Out of curiosity I tried to login to our tax filing website only to find out that that login information, as well as the recovery information, has all been changed to my spouses phone number and private email account. After doing a full account recovery I have confirmed that my spouse finished filing our returns on 02/22, 12 days after they left and 1-2 days after they filed for a divorce. The filing for the divorce automatically triggered a Temporary Restraining Order which prevents a whole slew of financial manuevering (all of which my spouse had already done), though I am not entirely certain if this violates that. ~Still, they then proceeded to direct the refund to a private account, and according to the IRS, my spouse should have received the return by now.~
Update: This was a paranoid assumption on my part. While my spouse did sign on my behalf without my permission and 12 days after we were separated, they did not attempt to divert the funds.
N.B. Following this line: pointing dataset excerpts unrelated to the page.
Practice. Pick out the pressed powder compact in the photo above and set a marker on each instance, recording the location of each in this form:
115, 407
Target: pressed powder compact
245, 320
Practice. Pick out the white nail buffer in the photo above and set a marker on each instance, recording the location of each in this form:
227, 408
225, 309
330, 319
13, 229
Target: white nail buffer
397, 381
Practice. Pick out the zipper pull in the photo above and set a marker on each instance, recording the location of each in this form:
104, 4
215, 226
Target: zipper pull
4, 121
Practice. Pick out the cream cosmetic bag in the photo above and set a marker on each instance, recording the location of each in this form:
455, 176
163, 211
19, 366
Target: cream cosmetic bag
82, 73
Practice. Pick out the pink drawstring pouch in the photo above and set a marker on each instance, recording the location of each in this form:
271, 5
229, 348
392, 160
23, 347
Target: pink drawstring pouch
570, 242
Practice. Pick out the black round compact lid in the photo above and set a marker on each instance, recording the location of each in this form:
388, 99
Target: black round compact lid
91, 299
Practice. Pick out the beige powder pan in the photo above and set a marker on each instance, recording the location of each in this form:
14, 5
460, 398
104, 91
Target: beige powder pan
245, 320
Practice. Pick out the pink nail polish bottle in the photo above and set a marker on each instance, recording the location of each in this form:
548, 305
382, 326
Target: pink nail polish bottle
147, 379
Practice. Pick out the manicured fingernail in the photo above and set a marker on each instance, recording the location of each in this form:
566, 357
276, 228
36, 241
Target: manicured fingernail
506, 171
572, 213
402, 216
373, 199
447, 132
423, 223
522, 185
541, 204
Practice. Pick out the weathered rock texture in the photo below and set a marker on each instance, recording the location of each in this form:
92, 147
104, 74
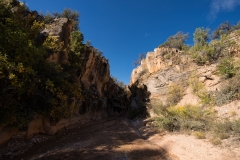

The Tax Return check did arrive here and I deposited it into the checking account that had a negative balance, though the return wasn’t large enough to bring the account positive.
Now, my spouse and I were separated as of 02/10, and I was trying to figure out what to do about our tax filings and was leaning towards filing for an extension and then waiting until the divorce decision to figure out whom should receive the return. Instead, my spouse has filed taxes on my behalf without my knowledge. ~and directed the refunds to a private bank account that I have no access to.~ I was not really certain what to do about this as I strongly suspect this is tax fraud. After some research I ended up filing an Return Preparer Complaint with the IRS and left a message with my lawyer.
Is this what it looks like when High School Melodrama becomes about taking pictures from the walls, cash from the accounts, and seeing how many friends you can walk away with?
Was our life worth so little that it can be exchanged for actions so petty?